Currently the price charged by about the half dozen of businesses operating along Military Highway 281, called Transmigrant Agencies, is $550 for the two vehicles and $1,100 for larger rigs.

Victor Garza, who works for a business called Transmigrates Aguilas, said those are the rates they charge today.

He said part of the problem behind the backup of vehicles going south, is because the system at the Mexican Customs Office, or aduana, was down on Monday and Tuesday.

An employee with Transmigrantes Manny’s puts the blame on the upcoming Holy Week, or Semana Santa.

But the transmigrants said this is not the time of year for them to travel in such huge numbers like during the month of December.

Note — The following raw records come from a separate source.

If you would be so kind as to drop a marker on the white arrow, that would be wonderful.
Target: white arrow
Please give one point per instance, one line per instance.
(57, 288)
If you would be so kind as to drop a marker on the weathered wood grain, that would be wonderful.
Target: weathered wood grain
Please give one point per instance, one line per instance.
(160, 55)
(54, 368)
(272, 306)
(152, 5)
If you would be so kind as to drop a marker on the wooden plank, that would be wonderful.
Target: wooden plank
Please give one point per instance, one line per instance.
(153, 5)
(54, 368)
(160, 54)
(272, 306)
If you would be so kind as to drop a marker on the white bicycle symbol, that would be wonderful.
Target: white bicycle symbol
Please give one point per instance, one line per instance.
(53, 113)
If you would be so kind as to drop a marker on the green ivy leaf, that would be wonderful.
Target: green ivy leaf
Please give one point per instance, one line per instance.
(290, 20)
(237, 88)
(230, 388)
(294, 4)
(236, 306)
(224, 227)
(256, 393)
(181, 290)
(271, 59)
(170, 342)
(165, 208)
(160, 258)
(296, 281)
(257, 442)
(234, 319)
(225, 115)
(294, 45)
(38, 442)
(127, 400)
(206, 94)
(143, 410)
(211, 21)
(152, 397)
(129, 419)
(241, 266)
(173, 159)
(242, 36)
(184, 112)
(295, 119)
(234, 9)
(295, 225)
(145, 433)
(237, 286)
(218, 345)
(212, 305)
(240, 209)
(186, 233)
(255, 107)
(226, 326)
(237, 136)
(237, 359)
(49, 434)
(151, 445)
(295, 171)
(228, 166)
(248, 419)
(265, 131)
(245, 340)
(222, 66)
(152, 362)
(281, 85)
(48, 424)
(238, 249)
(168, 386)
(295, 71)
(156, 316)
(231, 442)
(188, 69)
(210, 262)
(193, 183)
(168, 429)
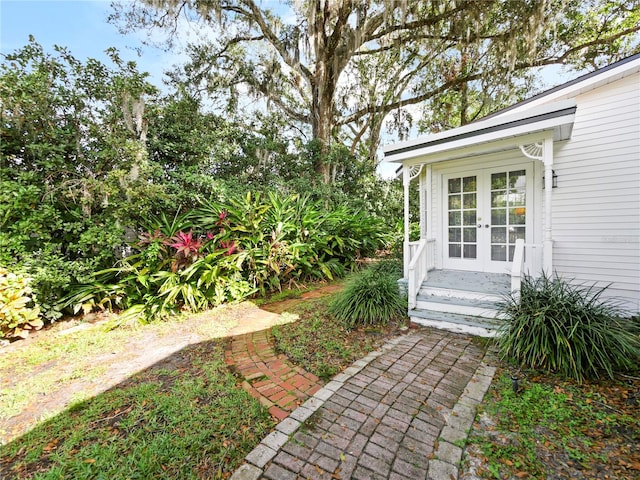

Agustin Ronoca, of Guatemala, said he has never seen a day like today in the 30-plus years he has been talking vehicles to the Central American country.

The transmigrants said they have been sleeping in their vehicles and walking to grab something to eat at the nearest convenience store at FM 509 and Military or U.S. Highway 281.

German Gonzalez said he left Los Angeles a week ago this Friday.

“I have been here on this road for a week now,” he said. “If I am lucky, I will leave Monday or Tuesday.”